E foi exatamente nesse momento que tudo começou.
Este projeto nasceu durante uma viagem, feita de tempo, liberdade e descoberta. De alguém inquieta, com vontade de explorar, sem um lugar fixo e sem saber exatamente onde iria parar. No meio desse caminho, surgiu a necessidade de criar e também de encontrar uma forma simples de sustentar essa vida em movimento. Foi aí que começaram os primeiros colares em macramé, feitos com as mãos e levados pelos que encontrei pelo caminho.
Mas como tudo o que se move, também este projeto se transformou.

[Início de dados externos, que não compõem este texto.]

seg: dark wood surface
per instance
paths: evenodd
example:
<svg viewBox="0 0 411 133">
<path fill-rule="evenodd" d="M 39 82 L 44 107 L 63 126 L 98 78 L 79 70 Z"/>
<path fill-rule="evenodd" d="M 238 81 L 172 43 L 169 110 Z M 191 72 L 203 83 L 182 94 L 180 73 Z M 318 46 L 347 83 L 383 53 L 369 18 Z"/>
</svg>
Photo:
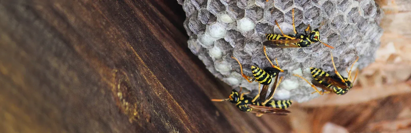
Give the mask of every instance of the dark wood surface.
<svg viewBox="0 0 411 133">
<path fill-rule="evenodd" d="M 0 132 L 290 129 L 210 101 L 231 89 L 187 48 L 175 0 L 1 4 Z"/>
</svg>

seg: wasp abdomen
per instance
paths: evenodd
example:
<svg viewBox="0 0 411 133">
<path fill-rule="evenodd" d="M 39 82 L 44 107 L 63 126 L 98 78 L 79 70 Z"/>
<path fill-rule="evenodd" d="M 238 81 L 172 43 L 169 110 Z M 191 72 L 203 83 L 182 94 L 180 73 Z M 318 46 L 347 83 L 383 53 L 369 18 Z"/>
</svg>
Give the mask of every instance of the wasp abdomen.
<svg viewBox="0 0 411 133">
<path fill-rule="evenodd" d="M 293 104 L 293 101 L 291 100 L 272 100 L 269 101 L 266 106 L 272 108 L 275 108 L 280 109 L 286 109 L 290 107 L 291 104 Z"/>
<path fill-rule="evenodd" d="M 314 79 L 318 81 L 319 83 L 321 83 L 322 82 L 322 81 L 318 79 L 319 77 L 324 74 L 325 74 L 325 76 L 330 76 L 330 74 L 328 73 L 321 69 L 314 68 L 309 68 L 312 77 L 314 77 Z"/>
<path fill-rule="evenodd" d="M 263 85 L 268 85 L 271 83 L 271 75 L 263 69 L 252 66 L 251 71 L 254 78 L 260 83 Z"/>
<path fill-rule="evenodd" d="M 286 37 L 282 36 L 280 34 L 266 34 L 266 37 L 267 38 L 267 40 L 286 40 L 289 39 Z"/>
</svg>

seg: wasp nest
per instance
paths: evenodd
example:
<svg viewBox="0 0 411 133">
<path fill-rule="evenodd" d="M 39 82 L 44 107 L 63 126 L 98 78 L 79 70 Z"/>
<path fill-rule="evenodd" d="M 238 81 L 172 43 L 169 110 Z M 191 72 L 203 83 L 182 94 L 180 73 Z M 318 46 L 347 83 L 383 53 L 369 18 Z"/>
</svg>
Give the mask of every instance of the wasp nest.
<svg viewBox="0 0 411 133">
<path fill-rule="evenodd" d="M 263 50 L 265 34 L 280 33 L 276 20 L 284 34 L 292 34 L 293 8 L 298 32 L 303 33 L 308 24 L 312 29 L 319 28 L 321 40 L 335 49 L 319 43 L 304 48 L 267 48 L 268 57 L 275 64 L 277 58 L 285 70 L 280 74 L 284 79 L 276 90 L 276 99 L 300 102 L 318 97 L 311 94 L 314 89 L 307 83 L 292 74 L 310 81 L 310 67 L 333 72 L 331 51 L 337 70 L 346 77 L 345 69 L 357 56 L 360 59 L 354 69 L 374 61 L 382 34 L 379 26 L 382 11 L 373 0 L 178 1 L 186 12 L 184 26 L 193 53 L 216 77 L 233 87 L 249 90 L 257 90 L 258 83 L 248 83 L 241 77 L 240 66 L 232 56 L 242 63 L 248 76 L 252 76 L 251 65 L 270 66 Z"/>
</svg>

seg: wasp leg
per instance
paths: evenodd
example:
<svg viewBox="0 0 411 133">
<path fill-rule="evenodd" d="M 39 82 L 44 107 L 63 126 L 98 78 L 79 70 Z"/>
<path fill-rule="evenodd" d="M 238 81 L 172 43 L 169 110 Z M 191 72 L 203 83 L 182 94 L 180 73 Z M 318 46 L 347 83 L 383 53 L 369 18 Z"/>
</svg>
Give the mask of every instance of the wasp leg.
<svg viewBox="0 0 411 133">
<path fill-rule="evenodd" d="M 282 70 L 282 69 L 281 69 L 281 68 L 280 68 L 279 65 L 278 65 L 278 62 L 277 61 L 277 59 L 275 59 L 275 62 L 277 62 L 277 65 L 278 65 L 278 66 L 277 67 L 275 65 L 274 65 L 274 64 L 272 64 L 272 62 L 271 62 L 271 60 L 270 60 L 270 58 L 268 58 L 268 56 L 267 56 L 267 51 L 266 51 L 266 46 L 263 46 L 263 49 L 264 50 L 264 54 L 266 55 L 266 58 L 267 58 L 267 59 L 268 60 L 268 61 L 270 61 L 270 63 L 271 64 L 271 66 L 272 66 L 273 68 L 275 68 L 275 69 L 278 69 L 278 70 L 281 71 L 281 72 L 284 72 L 284 70 Z"/>
<path fill-rule="evenodd" d="M 228 101 L 228 100 L 230 100 L 229 98 L 227 98 L 227 99 L 211 99 L 211 101 Z"/>
<path fill-rule="evenodd" d="M 245 79 L 247 80 L 247 81 L 248 81 L 248 82 L 249 83 L 252 82 L 253 81 L 249 79 L 249 78 L 251 78 L 251 77 L 247 76 L 247 75 L 245 75 L 245 74 L 244 73 L 242 72 L 242 65 L 241 65 L 241 63 L 240 63 L 240 61 L 238 61 L 238 59 L 237 59 L 237 58 L 236 58 L 236 57 L 234 57 L 234 56 L 231 56 L 231 58 L 236 59 L 236 61 L 237 61 L 237 62 L 238 63 L 238 64 L 240 64 L 240 69 L 241 71 L 241 75 L 242 76 L 242 77 L 243 77 L 244 79 Z"/>
<path fill-rule="evenodd" d="M 345 83 L 345 81 L 344 80 L 344 79 L 342 78 L 342 77 L 339 74 L 338 71 L 337 70 L 337 68 L 335 67 L 335 63 L 334 63 L 334 58 L 332 57 L 332 53 L 330 52 L 330 54 L 331 54 L 331 61 L 332 62 L 332 66 L 334 68 L 334 72 L 335 72 L 335 74 L 337 74 L 337 76 L 338 76 L 338 77 L 339 77 L 341 79 L 341 81 L 342 81 L 342 83 Z"/>
<path fill-rule="evenodd" d="M 296 24 L 294 24 L 294 9 L 293 8 L 293 11 L 292 11 L 292 14 L 293 14 L 293 28 L 294 28 L 294 34 L 297 34 L 297 31 L 296 30 Z"/>
<path fill-rule="evenodd" d="M 311 87 L 312 87 L 312 88 L 314 88 L 314 90 L 315 90 L 315 92 L 318 92 L 318 94 L 319 94 L 321 95 L 324 95 L 324 94 L 321 94 L 321 93 L 320 92 L 320 91 L 318 90 L 318 89 L 317 89 L 317 88 L 315 86 L 314 86 L 314 85 L 312 84 L 311 83 L 310 83 L 307 80 L 307 79 L 305 79 L 305 78 L 303 78 L 301 76 L 298 75 L 298 74 L 293 74 L 293 75 L 297 76 L 299 77 L 300 78 L 302 79 L 305 80 L 306 82 L 307 82 L 307 83 L 308 83 L 308 84 L 309 84 L 310 86 L 311 86 Z"/>
<path fill-rule="evenodd" d="M 357 61 L 358 61 L 358 56 L 357 56 L 357 59 L 356 59 L 355 61 L 354 61 L 354 63 L 353 63 L 353 65 L 351 65 L 351 68 L 350 68 L 350 72 L 348 73 L 348 78 L 351 78 L 351 70 L 353 70 L 353 67 L 354 66 L 354 64 L 355 64 Z"/>
<path fill-rule="evenodd" d="M 278 23 L 277 23 L 277 20 L 275 20 L 274 22 L 275 22 L 275 24 L 277 25 L 277 26 L 278 27 L 278 29 L 280 29 L 280 31 L 281 32 L 281 34 L 282 34 L 283 36 L 286 37 L 286 38 L 290 38 L 291 39 L 296 39 L 296 38 L 295 38 L 295 37 L 291 37 L 291 36 L 288 36 L 287 35 L 286 35 L 286 34 L 284 34 L 284 33 L 283 33 L 282 32 L 282 30 L 281 29 L 281 28 L 280 27 L 280 25 L 278 25 Z"/>
<path fill-rule="evenodd" d="M 358 70 L 357 69 L 357 70 L 356 71 L 356 76 L 354 77 L 354 80 L 353 80 L 352 82 L 353 83 L 354 83 L 354 82 L 356 81 L 356 79 L 357 79 L 357 75 L 358 75 Z"/>
<path fill-rule="evenodd" d="M 257 100 L 257 98 L 258 98 L 258 97 L 260 97 L 260 88 L 261 87 L 261 83 L 259 83 L 258 84 L 258 94 L 257 94 L 257 95 L 256 95 L 255 97 L 254 97 L 254 99 L 253 99 L 252 101 L 251 101 L 251 102 L 254 102 L 254 101 L 255 101 L 256 100 Z"/>
<path fill-rule="evenodd" d="M 327 44 L 327 43 L 323 43 L 323 42 L 321 41 L 321 40 L 320 40 L 320 39 L 318 39 L 318 41 L 320 42 L 320 43 L 322 43 L 326 46 L 327 46 L 327 47 L 329 47 L 332 49 L 333 49 L 334 48 L 334 47 L 333 47 L 332 46 L 329 45 L 328 44 Z"/>
<path fill-rule="evenodd" d="M 277 76 L 278 76 L 277 75 Z M 282 76 L 281 77 L 280 77 L 280 79 L 279 79 L 278 80 L 278 83 L 277 83 L 277 86 L 275 86 L 275 88 L 274 89 L 274 92 L 275 92 L 275 90 L 277 90 L 277 87 L 278 87 L 278 85 L 280 84 L 280 83 L 281 83 L 281 81 L 282 80 L 282 79 L 284 77 L 282 77 Z M 273 92 L 273 94 L 274 94 L 274 93 Z M 263 105 L 266 105 L 266 104 L 267 104 L 267 103 L 268 102 L 268 101 L 270 101 L 270 100 L 271 100 L 271 99 L 272 99 L 272 97 L 274 97 L 274 95 L 272 95 L 271 97 L 270 97 L 268 99 L 267 99 L 267 100 L 266 100 L 266 101 L 264 101 L 264 102 L 262 104 L 261 104 Z"/>
</svg>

A viagem que o fez nascer acabou por me trazer de volta às origens, não já pelo mundo, mas por dentro do fazer. Lisboa tornou-se ponto de pausa e de aprofundamento, onde explorei novas técnicas e outros caminhos dentro da joalharia.
Cinesia começou com fios, com nós e com moedas antigas encontradas pelo caminho. Com o tempo, ganhou peso e matéria: latão, cobre, prata. Ainda assim, nunca perdeu o seu eixo: o movimento.
Porque o processo criativo não parte de um conceito fechado, mas de um olhar atento pelo mundo. Das texturas da natureza, do mar, dos detalhes que passam despercebidos. Cada peça nasce desse encontro entre o que vejo, o que sinto e o que as mãos vão descobrindo enquanto criam, por vezes sem saber exatamente onde vão chegar.
Cinesia é também isso: o movimento das mãos que trabalham, que experimentam, que erram e que encontram.
Hoje, continua a ser sobre o caminho, sobre o que me trouxe até aqui, mas também sobre o que ainda está por vir. Um projeto em constante transformação, que cresce com liberdade, ao seu próprio ritmo.